# Good Morning from Durham Region Ontario



## Goldxxx (Mar 20, 2022)

Good Morning, New Member here. Not really new to the metalworking hobby. I got into it as a way to try and repair some old air rifles and maybe try to earn a bit of side cash making parts. This allows me to justify to my  Wife the cost of my hobby. 
Starting out with a small manual Sherline lathe and milling machine. Graduated to to a Myford ML7 lathe for a while. (I regret selling the Myford)  Now I have a 13 inch South Bend lathe that needs a bit of work. An Atlas horizontal mill. And a South Bend 7 inch shaper. I have been fortunate to adopt these machines for a while.
 The 13 inch South Bend lathe is a bit of overkill but it was one of those buy it now situations. I made the mistake of selling the Myford to make room for the South Bend. Not something I would do again. The Myford was a beautiful lathe but it had size limitations. I should have made room or dismantled it and carried it to the basement workshop. I don’t have a heated garage so I’m not as motivated to work in the winter. I want to open up the headstock of the South Bend and replace the oiling felts. 
The Atlas mill was a good purchase. I thought at the time I over payed for it. It came with almost every factory accessory except for a 1inch arbour. Now that I see the cost of the vintage stuff going through the roof I’m glad I didn’t haggle on the price. 
 The South Bend 7 inch Shaper is a gem. I traded it for a Drummond hand shaper.  It works. It has a few  minor issues. The main thing is that it has its original vice. I understand that this is important with the smaller bench top mills and shapers. I am still learning how to run it safely. It’s wonderful to watch while it does it’s thing. It puts a whole new angle on how parts can be made. And it’s forgiving because it’s slow. 
 I guess I am a bit of a tool hog. Always on the hunt for tooling. I try to upgrade my machines when I can. I like the hunt.  I’m looking down the road in about 10 years or so when I officially retire.
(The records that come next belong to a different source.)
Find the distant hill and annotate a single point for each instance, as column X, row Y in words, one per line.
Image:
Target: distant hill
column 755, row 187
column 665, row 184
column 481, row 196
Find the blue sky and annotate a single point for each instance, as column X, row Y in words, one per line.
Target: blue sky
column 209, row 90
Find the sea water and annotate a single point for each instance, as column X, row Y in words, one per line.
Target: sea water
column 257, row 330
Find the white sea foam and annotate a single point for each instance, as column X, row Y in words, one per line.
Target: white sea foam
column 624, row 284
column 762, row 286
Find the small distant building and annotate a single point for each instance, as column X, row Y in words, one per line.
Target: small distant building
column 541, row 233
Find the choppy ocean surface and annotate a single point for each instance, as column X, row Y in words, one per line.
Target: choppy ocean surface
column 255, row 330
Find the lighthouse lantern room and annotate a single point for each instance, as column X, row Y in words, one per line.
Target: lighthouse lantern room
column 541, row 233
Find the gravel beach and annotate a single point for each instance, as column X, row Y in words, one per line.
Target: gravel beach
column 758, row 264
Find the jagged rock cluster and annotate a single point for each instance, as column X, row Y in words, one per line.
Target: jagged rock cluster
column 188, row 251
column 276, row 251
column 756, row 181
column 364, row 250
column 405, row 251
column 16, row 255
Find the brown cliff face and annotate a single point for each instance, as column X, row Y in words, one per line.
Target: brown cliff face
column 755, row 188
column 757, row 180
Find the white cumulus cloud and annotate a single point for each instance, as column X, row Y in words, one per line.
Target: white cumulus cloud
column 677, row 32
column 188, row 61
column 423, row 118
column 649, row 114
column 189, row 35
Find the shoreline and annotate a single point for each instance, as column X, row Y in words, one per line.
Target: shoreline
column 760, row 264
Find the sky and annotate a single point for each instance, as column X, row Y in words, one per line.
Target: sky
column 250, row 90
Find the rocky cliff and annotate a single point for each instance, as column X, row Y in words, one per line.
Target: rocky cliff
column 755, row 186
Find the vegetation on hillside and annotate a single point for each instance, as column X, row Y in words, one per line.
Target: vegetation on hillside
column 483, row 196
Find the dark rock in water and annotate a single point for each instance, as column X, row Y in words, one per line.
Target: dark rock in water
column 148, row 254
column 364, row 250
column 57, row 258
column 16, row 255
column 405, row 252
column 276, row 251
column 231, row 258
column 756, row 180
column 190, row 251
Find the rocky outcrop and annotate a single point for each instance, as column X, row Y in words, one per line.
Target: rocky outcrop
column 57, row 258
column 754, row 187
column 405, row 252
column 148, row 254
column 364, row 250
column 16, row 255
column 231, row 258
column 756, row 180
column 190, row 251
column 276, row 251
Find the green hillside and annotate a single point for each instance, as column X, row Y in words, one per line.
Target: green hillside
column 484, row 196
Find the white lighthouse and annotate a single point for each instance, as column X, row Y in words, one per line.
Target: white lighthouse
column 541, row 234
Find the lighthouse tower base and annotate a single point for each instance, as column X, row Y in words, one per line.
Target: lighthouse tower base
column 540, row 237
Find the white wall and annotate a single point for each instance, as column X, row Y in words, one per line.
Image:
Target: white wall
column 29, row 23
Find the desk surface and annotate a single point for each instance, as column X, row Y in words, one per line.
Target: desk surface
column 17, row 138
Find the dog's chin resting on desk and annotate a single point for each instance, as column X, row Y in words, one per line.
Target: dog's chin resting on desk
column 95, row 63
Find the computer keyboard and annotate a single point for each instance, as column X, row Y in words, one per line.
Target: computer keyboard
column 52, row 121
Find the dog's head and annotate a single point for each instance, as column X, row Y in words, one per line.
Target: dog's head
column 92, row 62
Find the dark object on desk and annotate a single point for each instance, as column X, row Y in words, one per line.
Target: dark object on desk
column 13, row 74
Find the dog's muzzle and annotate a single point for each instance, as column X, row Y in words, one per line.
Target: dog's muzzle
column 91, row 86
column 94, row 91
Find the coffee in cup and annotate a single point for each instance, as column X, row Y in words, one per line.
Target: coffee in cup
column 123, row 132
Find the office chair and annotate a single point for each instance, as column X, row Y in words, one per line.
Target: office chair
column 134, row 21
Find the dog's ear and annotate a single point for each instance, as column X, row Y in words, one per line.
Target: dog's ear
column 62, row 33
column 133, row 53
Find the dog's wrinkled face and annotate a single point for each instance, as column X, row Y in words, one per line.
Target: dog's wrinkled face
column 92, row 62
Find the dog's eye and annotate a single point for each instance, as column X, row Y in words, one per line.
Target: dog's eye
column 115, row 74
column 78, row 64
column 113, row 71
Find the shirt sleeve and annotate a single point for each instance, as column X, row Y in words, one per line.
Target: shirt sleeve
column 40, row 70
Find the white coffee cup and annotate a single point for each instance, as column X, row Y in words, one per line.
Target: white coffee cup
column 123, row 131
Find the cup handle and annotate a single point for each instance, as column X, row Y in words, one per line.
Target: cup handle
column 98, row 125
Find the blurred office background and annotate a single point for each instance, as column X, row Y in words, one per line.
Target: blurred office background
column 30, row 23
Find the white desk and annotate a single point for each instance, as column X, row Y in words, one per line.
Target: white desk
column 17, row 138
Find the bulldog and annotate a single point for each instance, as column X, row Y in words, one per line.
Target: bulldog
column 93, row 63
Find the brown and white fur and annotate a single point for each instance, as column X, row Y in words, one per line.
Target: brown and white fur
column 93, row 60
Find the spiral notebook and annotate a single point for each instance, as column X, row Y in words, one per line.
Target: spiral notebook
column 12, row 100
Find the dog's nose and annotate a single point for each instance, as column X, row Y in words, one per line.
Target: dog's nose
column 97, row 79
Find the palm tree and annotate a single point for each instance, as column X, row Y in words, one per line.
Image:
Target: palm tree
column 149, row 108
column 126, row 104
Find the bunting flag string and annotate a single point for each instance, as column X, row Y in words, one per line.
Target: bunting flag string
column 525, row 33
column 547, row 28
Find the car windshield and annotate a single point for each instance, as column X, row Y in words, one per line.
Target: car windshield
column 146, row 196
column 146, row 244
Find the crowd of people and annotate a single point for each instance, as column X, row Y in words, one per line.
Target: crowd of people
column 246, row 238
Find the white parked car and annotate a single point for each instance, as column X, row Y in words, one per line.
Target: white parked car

This way I should have most of my big purchases taken care of. 
 I’d like to focus my machining skills on some dedicated projects or machines.  I can make parts and pieces for an existing machine if called upon but I’d like to see if I can start making something from scratch. Hopefully I’ve come to the right place. Robert


----------



## Chip Maker (Mar 20, 2022)

Welcome from Peterborough Ont.!


----------



## crittermutt (Mar 20, 2022)

Welcome from Sherwood park, Ab.


----------



## CalgaryPT (Mar 20, 2022)

Welcome from Calgary.


----------



## YYCHM (Mar 20, 2022)

Another welcome from Calgary.


----------



## whydontu (Mar 20, 2022)

Welcome from Vancouver


----------



## trlvn (Mar 20, 2022)

Welcome from Oakville.  I know very little about horizontal mills.  Would you consider posting some pictures of yours and the various accessories?

Craig


----------



## 6.5 Fan (Mar 22, 2022)

Welcome from SK.


----------



## Susquatch (Mar 22, 2022)

Welcome from farmland south of Chatham Ontario


----------



## Canadium (Mar 22, 2022)

Hello from a fellow "tool hunter" in Hamilton!


----------



## Aarknoid (Mar 22, 2022)

Hello from Burlington


----------



## Susquatch (Mar 22, 2022)

Goldxxx said:


> Good Morning, New Member here.



Where is Durham Region? Just south of Owen Sound?


----------